9. Subtraction is addition. There are simply too many teams to produce exciting races. That’s to be expected when there are players who should not be in MLB in the first place. Instead of expansion, contraction with a dispersal draft is in order. These things should be done:
· The Rays should be moved from Tampa to Montreal.
· Miami should lose its franchise, as should Oakland. Arizona, Cleveland, Detroit, and Pittsburgh should be put on notice to improve their teams and attendance or they too will be slated for contraction. Two 12-team divisions would spotlight much better baseball.
10. Rod Manfred should be fired and the new commissioner should be independent of owners.
11. I’m in favor of one kind of salary cap: an upper limit on star contracts. Twenty-five million per is enough for anyone and would dissuade agent-induced team-jumping. It would also relieve franchises of the bind of needing 22 stiffs to pay for two great players.

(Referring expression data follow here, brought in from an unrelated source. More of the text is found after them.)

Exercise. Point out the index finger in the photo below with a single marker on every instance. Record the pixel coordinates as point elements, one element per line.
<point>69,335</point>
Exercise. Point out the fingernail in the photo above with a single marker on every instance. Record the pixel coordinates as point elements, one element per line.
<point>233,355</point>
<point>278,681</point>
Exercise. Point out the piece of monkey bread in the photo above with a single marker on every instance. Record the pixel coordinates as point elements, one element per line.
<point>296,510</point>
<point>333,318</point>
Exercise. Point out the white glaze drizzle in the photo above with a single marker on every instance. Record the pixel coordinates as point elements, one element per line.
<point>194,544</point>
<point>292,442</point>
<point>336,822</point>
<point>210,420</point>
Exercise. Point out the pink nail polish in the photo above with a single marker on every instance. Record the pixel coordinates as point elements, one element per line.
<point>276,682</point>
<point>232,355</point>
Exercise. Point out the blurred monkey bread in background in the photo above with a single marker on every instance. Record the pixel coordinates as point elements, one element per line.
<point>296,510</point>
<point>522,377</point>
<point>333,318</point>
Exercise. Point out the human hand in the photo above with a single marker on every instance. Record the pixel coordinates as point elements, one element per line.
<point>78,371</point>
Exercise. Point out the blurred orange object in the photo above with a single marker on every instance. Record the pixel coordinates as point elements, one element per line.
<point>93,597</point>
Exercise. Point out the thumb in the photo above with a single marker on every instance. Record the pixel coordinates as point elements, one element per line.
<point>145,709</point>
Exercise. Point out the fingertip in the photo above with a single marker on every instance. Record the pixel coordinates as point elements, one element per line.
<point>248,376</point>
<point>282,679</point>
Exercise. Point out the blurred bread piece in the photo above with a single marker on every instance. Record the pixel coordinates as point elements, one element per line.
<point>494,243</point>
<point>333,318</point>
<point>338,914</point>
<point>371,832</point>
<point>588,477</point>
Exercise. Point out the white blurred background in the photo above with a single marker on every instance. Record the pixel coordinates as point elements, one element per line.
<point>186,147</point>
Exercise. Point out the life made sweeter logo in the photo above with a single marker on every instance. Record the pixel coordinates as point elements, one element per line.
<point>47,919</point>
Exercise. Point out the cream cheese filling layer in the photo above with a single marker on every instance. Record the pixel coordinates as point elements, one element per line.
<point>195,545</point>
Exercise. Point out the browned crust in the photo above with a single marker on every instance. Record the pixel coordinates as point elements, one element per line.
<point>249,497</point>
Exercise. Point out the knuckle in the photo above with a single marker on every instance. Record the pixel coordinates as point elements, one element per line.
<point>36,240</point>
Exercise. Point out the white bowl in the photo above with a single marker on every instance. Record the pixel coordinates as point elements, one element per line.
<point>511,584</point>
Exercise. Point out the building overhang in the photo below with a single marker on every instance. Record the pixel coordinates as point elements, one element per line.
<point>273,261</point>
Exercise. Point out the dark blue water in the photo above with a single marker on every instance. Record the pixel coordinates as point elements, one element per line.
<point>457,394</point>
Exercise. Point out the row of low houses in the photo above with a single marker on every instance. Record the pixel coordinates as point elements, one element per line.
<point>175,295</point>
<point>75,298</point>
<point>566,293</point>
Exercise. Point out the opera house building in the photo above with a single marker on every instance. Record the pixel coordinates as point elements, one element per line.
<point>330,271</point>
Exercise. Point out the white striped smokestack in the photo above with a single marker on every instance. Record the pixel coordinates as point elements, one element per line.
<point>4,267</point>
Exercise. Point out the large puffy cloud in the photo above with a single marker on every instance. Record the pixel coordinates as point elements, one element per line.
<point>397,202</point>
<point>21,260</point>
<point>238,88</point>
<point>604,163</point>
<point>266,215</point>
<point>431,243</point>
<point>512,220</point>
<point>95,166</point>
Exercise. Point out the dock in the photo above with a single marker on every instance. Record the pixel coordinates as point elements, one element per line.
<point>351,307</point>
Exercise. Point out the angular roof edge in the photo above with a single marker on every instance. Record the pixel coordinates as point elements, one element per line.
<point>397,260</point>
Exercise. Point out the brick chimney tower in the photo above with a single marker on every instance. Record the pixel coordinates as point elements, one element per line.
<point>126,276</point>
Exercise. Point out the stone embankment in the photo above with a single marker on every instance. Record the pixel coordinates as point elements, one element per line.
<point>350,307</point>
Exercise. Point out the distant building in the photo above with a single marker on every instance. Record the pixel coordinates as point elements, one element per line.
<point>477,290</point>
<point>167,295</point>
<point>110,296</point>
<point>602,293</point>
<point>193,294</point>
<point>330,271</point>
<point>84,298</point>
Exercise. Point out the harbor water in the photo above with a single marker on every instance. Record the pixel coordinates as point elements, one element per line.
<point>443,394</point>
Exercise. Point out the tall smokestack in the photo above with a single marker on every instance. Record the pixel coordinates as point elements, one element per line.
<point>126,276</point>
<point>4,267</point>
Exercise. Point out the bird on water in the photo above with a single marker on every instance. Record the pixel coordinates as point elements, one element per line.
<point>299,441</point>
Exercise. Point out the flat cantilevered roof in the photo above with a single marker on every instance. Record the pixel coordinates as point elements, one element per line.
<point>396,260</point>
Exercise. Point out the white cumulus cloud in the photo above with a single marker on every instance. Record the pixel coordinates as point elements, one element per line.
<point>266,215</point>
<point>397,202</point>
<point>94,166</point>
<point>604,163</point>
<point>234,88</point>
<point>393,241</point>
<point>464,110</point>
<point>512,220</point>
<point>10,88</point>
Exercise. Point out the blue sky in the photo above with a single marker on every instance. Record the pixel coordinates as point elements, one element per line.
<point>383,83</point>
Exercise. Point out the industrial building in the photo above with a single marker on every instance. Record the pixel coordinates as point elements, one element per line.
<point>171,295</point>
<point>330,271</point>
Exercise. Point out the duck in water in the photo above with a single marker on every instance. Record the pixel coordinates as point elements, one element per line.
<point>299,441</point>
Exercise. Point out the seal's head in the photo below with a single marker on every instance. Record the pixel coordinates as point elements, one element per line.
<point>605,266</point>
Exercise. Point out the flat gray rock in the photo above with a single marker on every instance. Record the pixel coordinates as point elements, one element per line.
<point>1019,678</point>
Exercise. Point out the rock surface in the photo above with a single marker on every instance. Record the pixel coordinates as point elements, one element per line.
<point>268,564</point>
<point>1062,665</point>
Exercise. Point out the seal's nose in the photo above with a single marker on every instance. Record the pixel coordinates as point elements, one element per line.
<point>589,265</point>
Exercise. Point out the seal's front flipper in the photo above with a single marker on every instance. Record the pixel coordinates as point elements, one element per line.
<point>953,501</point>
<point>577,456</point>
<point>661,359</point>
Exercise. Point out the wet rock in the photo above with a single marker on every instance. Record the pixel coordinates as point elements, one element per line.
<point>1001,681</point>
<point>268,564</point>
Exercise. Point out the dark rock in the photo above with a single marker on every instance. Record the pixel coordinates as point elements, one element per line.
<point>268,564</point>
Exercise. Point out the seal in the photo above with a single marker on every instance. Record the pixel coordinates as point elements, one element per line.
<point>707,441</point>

12. Ticket prices should be slashed by 20% across the board. It would cost you at least $500 for a seat behind home plate at Yankee Stadium and the average cost for four people to attend one MLB game (with cheap seats factored in) is a whopping $253. It’s way more in Boston, the most expensive place to see a live game. For heaven's sake, this is the age of MLB.com and cable. I’m shocked anyone pays this kind of coin to sit in nosebleed discomfort when they can see a game better in the comfort of their home.
Play more day games with further reduced ticket prices so the kids come back to baseball. If they don’t, start writing MLB’s epitaph.